After months of economic coverage narrowly focused on deficits, a new jobs report from the Bureau of Labor Statistics reinforces the need for the media conversation to shift toward growth. The alternative approach would require journalists and pundits to follow in the footsteps Rush Limbaugh laid out today when he insisted the BLS report says the opposite of what it does.
In their coverage of budget negotiations, the debt ceiling, and the discourse between professional economists, the media have helped enable further damaging austerity by focusing on deficits rather than the need for economic growth. The last week of January now features two new, official data points that contradict the longstanding media narrative on deficits, spending, and job growth in the public and private sectors. Mainstream media outlets can now choose between coverage that's guided by data, and coverage that's guided by Rush Limbaugh, who today claimed that “This administration is shrinking the private sector” in a segment on the new BLS report:
Of course, Limbaugh has it exactly backwards. The BLS report on January job growth contains the official benchmark revisions to monthly data from as far back as 2008. The BLS figures had previously shown that the private sector gained 4.1 million net jobs as the government slashed payrolls by 645,000 from mid-2009 through the end of 2012. The new numbers show an even broader divergence. The private economy has added 4,968,000 net jobs since the economy began growing again, and the public sector has lost a net 721,000 workers in that same period.
These numbers demonstrate that government austerity has lopped nearly 15 percent off private-sector job growth over the course of the recovery. The news comes on the heels of the Bureau of Economic Analysis' report that a collapse in government consumption helped put the economy into reverse last quarter, despite strengthening private-sector components of GDP. On his blog, Nobel Prize-winning economist Paul Krugman notes that President George W. Bush's recovery benefited from steadily increasing government consumption. But with the Tea Party movement and the attendant focus from conservatives on reducing deficits, President Obama's recovery has been hampered by steadily falling public-sector consumption for the past two years.

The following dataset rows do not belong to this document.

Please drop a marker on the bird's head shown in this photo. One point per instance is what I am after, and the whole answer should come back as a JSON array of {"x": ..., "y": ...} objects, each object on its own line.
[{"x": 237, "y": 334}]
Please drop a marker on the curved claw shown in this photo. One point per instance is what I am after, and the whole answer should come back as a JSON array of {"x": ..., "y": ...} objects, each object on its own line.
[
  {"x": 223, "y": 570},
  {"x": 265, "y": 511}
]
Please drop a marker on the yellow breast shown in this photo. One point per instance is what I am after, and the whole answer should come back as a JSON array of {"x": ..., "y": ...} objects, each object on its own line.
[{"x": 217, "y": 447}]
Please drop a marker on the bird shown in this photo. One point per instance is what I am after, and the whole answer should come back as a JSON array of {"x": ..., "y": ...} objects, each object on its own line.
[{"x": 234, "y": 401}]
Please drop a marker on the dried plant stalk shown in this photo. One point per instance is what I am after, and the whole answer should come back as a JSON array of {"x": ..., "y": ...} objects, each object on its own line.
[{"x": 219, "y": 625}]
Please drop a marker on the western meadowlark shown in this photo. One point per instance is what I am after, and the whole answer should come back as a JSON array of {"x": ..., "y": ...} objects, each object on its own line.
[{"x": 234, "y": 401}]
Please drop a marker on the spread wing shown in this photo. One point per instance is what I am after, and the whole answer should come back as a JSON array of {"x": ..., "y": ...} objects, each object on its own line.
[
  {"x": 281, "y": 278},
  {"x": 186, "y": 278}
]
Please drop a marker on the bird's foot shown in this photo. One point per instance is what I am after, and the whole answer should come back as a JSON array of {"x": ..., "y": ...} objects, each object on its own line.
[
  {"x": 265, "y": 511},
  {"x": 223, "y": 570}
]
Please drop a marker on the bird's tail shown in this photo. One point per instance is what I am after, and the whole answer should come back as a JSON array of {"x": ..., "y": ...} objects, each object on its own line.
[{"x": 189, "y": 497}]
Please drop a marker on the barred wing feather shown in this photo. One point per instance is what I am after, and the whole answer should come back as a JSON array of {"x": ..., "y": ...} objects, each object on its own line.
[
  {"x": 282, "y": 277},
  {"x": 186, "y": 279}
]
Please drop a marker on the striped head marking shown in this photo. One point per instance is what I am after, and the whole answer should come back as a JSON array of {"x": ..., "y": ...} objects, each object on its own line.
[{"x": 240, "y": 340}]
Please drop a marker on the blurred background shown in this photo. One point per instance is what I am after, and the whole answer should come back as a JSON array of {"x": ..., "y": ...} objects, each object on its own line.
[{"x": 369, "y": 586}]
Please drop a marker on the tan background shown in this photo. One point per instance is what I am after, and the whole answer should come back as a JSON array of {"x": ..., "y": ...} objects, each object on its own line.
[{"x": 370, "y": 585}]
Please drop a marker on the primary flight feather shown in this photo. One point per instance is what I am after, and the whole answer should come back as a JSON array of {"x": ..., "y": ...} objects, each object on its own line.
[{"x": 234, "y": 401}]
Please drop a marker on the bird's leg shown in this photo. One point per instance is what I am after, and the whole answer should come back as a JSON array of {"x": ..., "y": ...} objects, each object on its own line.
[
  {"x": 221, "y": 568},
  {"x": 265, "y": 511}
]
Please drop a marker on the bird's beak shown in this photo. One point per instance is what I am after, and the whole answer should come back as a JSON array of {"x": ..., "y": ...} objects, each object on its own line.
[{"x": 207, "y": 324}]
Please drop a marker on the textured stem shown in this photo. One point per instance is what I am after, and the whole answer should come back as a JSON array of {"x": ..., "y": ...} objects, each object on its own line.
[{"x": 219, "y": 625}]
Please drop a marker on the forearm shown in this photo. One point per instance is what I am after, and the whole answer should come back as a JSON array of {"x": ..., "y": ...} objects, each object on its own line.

Even without growing government's direct contributions to demand -- just by keeping them flat for the past two years -- the economic recovery would look much stronger. America would be hitting a recovery milestone, with 5,000,000 new jobs since the recession ended, if not for the deficit hawks. Their success in pushing austerity prematurely into the policymaking conversation has cost even more public-sector jobs than previously thought, while private-sector growth has been much more robust.